8.31.2010

Na berma

Na floresta. No meio da floresta. A uivar, como se pretendessem vergar as árvores ao som urdido com as entranhas de noites suadas.

Um homem sentado, na berma do passeio, escondido da porta de entrada para a estação de comboios. Noite. Lá longe ouve o som que lhe cola a lua às mãos. As recordações vêm cheias de barro. Irrompem pelo chão e possuem-no durante breves minutos. Toca na pedra fria e reconhece a limpidez das suas memórias outrora felizes.

Um saco de um vazio imenso, rodeado por muralhas de betão, cozido por anos de trabalhos forçados.

Lá longe, vê ela. Sozinho, cabisbaixo. Estendido na pedra quente de uma noite de verão. Agasalhado. Imagina quem será aquele para quem se olha com um sorriso repleto de letras. Abandonado.

A tentativa de romper as luvas que o protegem do frio é levado ao extremo. Os dedos são feitos de lã. A pele é feita de lã.

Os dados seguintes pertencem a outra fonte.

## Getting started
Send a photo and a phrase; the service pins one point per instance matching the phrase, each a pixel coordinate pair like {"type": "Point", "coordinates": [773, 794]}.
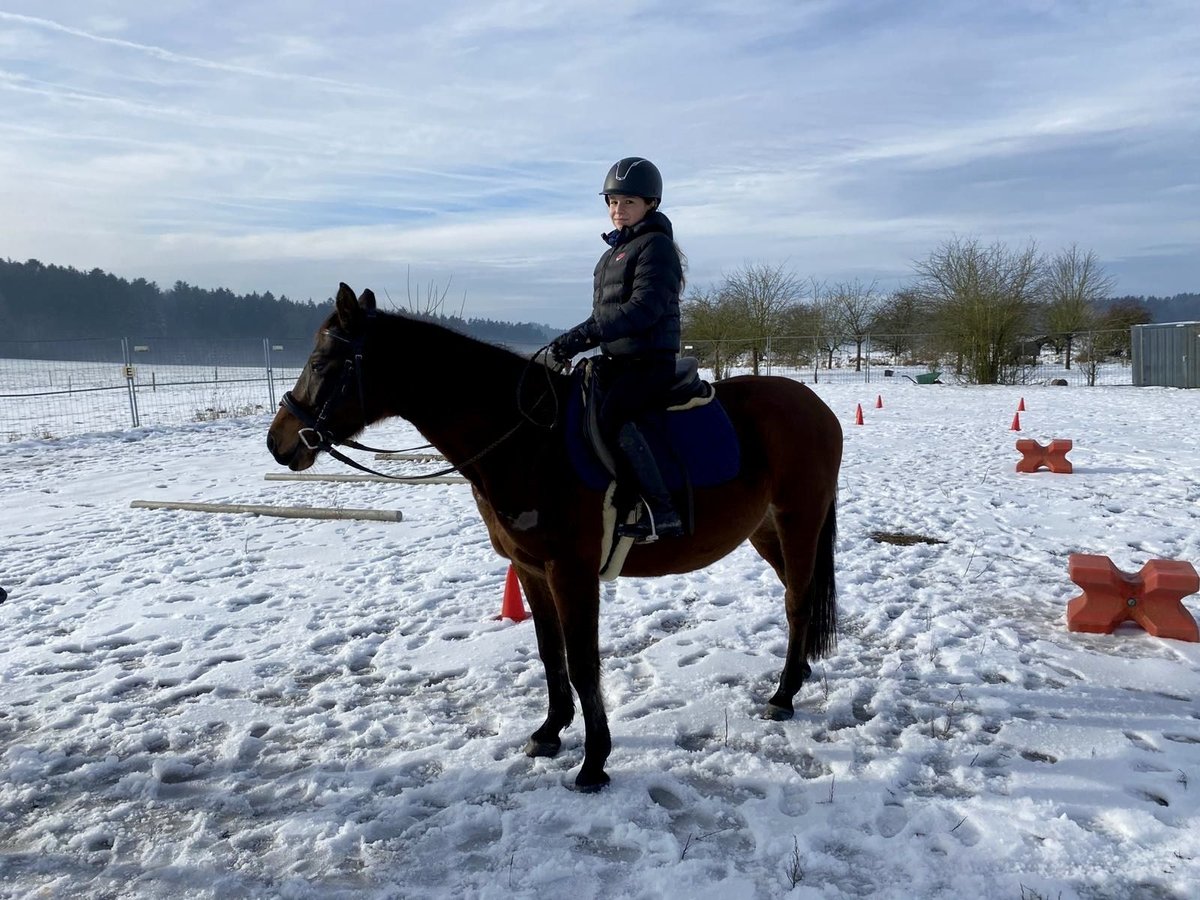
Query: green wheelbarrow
{"type": "Point", "coordinates": [927, 378]}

O olhar é feito de tristeza. O corpo, distendido, preso pela gravidade, sacode o pó de si.

O frio contorna-lhe a face, o calor dá-lhe o timbre. Discrimina os opostos, distingue-se no luar. O espelho revela-se nos rostos das pessoas que passam, nas arestas polidas dos fatos angulosos e dos acessórios de verão.

É aquele que eles vêem, escondido debaixo dos pés pretos, dono da sua caverna do tempo. Serve de gota de contraste, a tonalidade que dá coerência ao olhar que o perfura com interrogação.

Está frio aqui dentro. –5º. Os números cegam. 25º. O comboio vai partir. Ouve-se o vozeirão da partida. Partem. Logo estará lá, enrolado, coberto de si, preso às migalhas que colam, aos ratos que colaboram, às pombas que vagueiam. Eterno.